Abstract The main objective of this study is to develop a robust AI model to estimate the level of bit wear during the real-time field deployments. We aim to enhance drilling efficiency by accurately predicting bit wear, considering limited offset training data with minimal subsurface information. The proposed model has practical implications, enabling informed decisions, optimized maintenance schedules, and reduced downtime in drilling operations. We collected drilling parameters (e.g., RPM, ROP), and subsurface data (e.g., gamma) from seven offset wells to train the AI model. We handled missing data and outliers through interpolation.
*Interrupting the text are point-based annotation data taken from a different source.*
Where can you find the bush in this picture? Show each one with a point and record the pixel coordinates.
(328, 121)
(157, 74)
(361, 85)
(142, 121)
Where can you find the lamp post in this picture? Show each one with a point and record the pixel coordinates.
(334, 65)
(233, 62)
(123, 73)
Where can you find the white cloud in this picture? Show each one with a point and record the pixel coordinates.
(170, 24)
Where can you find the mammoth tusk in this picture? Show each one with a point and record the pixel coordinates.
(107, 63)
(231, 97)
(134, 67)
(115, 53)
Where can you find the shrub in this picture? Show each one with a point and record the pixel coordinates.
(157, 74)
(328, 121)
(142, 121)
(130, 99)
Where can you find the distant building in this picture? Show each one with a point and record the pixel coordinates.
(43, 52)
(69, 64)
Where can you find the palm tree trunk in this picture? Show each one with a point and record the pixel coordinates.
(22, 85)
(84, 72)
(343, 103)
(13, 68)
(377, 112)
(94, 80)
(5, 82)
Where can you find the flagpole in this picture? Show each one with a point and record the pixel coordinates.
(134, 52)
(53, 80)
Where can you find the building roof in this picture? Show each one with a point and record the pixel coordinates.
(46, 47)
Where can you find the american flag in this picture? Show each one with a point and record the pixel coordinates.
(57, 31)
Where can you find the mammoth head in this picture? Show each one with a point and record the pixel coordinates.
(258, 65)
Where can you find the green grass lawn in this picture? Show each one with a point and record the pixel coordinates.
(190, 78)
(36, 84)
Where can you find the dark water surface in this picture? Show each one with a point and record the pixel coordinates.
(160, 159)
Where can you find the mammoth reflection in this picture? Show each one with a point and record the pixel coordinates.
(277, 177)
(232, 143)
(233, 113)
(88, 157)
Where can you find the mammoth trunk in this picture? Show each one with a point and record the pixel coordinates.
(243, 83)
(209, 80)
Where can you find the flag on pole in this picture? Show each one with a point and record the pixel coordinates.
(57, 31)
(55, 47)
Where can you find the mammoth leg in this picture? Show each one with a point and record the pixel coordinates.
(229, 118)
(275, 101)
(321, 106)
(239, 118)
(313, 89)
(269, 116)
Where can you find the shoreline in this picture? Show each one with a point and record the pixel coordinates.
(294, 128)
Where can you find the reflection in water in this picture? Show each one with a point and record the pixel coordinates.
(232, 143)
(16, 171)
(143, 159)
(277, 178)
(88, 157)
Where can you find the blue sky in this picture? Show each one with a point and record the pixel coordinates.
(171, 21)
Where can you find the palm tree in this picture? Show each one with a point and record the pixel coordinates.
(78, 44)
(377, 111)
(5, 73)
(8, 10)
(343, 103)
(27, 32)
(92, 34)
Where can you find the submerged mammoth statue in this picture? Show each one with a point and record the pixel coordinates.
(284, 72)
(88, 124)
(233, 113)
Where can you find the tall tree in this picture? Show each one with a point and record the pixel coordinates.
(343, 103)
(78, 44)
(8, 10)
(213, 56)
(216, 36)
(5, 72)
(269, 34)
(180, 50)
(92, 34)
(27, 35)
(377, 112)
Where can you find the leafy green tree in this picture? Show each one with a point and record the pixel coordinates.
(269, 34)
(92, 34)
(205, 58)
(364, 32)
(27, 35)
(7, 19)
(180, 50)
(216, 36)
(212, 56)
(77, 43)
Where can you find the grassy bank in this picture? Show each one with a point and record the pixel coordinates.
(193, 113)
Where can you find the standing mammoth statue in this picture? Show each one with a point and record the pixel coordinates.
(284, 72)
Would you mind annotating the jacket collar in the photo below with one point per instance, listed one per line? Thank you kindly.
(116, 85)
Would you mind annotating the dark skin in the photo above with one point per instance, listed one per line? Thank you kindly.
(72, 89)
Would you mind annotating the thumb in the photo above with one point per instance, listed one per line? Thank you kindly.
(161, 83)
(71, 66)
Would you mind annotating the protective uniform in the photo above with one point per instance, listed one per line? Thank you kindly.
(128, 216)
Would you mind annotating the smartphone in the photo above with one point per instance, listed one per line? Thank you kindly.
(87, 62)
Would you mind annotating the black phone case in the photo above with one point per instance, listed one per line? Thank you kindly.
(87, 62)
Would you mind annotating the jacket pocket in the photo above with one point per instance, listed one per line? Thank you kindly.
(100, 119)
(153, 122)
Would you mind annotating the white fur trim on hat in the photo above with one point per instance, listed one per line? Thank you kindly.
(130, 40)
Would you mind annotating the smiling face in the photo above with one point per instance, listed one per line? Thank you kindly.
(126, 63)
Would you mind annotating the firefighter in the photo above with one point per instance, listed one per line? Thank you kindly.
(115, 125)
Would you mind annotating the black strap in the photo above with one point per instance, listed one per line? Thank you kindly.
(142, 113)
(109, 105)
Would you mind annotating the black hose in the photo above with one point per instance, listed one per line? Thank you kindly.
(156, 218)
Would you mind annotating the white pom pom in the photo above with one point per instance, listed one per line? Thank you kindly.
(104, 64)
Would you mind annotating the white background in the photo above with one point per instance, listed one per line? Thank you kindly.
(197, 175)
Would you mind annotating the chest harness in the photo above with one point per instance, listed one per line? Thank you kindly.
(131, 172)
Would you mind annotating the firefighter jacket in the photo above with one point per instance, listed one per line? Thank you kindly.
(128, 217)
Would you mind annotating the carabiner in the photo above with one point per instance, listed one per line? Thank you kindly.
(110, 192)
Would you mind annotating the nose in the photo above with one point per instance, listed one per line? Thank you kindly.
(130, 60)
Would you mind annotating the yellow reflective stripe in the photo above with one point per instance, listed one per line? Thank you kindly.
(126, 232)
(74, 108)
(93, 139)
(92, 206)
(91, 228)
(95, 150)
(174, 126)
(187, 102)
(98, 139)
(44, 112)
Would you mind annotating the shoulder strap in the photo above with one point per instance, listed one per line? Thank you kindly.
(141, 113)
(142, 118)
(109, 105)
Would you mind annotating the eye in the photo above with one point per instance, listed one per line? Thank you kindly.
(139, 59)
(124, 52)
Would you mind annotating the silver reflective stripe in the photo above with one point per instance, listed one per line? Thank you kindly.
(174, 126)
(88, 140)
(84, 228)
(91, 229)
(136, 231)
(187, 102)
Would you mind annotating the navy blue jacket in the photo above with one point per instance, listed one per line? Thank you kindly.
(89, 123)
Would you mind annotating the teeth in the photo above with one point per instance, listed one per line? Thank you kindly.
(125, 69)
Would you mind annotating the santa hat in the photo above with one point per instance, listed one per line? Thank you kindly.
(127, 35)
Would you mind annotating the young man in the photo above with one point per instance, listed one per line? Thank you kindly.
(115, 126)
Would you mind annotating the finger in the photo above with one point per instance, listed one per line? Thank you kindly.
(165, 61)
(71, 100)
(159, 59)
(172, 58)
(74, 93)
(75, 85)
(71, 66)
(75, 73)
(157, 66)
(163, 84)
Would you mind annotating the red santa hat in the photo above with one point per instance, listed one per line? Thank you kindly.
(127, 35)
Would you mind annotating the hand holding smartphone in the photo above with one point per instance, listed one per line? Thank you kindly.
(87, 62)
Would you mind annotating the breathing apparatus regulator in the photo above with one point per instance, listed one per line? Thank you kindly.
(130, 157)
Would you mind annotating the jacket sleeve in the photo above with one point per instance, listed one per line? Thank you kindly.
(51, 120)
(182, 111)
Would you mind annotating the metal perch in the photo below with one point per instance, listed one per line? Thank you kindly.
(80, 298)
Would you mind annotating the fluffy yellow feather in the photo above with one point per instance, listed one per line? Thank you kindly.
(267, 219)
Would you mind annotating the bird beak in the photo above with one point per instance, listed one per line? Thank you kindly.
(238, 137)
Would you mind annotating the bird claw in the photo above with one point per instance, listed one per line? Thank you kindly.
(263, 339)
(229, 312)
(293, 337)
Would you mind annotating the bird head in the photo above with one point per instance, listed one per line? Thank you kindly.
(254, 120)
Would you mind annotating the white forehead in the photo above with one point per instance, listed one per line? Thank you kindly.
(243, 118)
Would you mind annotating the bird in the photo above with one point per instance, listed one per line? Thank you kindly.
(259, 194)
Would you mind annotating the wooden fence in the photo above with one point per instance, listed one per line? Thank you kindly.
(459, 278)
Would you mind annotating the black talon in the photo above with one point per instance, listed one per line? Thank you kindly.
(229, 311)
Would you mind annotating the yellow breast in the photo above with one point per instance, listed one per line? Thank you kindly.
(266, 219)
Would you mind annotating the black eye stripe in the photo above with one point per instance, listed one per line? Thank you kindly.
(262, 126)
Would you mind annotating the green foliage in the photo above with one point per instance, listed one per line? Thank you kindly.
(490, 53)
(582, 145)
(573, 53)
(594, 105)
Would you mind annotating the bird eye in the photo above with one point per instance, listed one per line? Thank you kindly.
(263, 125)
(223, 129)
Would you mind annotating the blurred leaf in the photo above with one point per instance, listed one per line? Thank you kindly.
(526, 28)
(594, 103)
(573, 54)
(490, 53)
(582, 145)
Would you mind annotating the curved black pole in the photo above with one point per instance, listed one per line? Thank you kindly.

The data were then standardized to ensure consistent scales, and segmented into windows. An LSTM-VAE model was designed and trained in an unsupervised manner. To predict bit wear, the trained AI model was first employed to project each window data into a latent space, similarity scores across runs were then computed, and an XGBoost model was trained to predict bit wear based on relative positions of input data in the latent space. In the field real-time model study, ten bits from five different vendors were examined to assess the performance of the AI model. To test the model's robustness, only Gamma ray logging was utilized for formation interpretation. The AI model successfully predicted the dull status for six out of eight qualified bit evaluations. Furthermore, the model accurately predicted the dull grade for bits from different vendors, indicating its agnosticism to specific bit types. These results validate the robustness and transferability of the developed AI bit wear model, particularly in challenging drilling applications. The novelty of this paper lies in the development of an AI model for real-time bit wear estimation, considering limited inputs and offset training data. The use of an LSTM-VAE model, coupled with XGBoost for estimation, presents a unique approach to address the challenges of accurate bit wear prediction. Additionally, this study introduces the implementation of similarity scores across runs to further simplify the latent space, enhancing the model's robustness.